From Progarchives.com, the ultimate progressive rock music website

The Quiet One
Prog Reviewer
1 stars Strictly Commercial

Sheik Yerbouti was released in 1979 as a double LP, this album features the classic 80s Zappa line-up or at least the same objective that line- up aimed at: this is focusing in only one thing and that is 'humor' and nothing else.

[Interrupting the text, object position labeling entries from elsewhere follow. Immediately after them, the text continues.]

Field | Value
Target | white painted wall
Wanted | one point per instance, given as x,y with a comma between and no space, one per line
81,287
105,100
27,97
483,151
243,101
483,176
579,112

There's barely a track on here, judging by it's composition and musicianship, which can easily be distinguished as a Frank Zappa composition. Everything(almost) on here are just short, childish and clichéd tunes in which the lyrics are the only thing that standout, but not really as a good thing. While I don't mind Zappa making some mainstream or commercial tunes and much less writing humorous lyrics, because he has pulled-off some really good ones before, but what I do mind is that the commercial tunes in here don't feature any Zappa-trademark. Notable exceptions would be the classic City of Tiny Lites which actually rocks with great weird vocals from Adrian Belew, then the absurd, though well-done catchy Dancin' Fool, full of humorous backing vocalists is another classic commercial Zappa song.

As real standouts you really only got Yo' Mama, which presents an 8 minute out-of-this-world guitar solo to chill to; it's energetic, tranquil, powerful but mainly emotional and that's the fruit of it all, what really makes a guitar solo a good one, in my humble opinion. This is what Frank should have made for this album all-through, and what boggles me is that he really was capable of doing it but decided to create a 'just for fun for the musicians' record, and that's what this album really is, you can definitely hear all the musicians on board having a lot of fun making silly jokes, playing simple rock-esque stuff, and so on, but the overall result is annoying, repetitive, non-creative and way below Zappa's standards.

1 star: having only three good tracks on an 18 song album isn't enough for me. If you like satirical rock at its most pure form, check this out, you're surely get a lot out of this. However, I'm someone who prefers satire and humor to be mixed well with well-arranged compositions and interesting musicianship.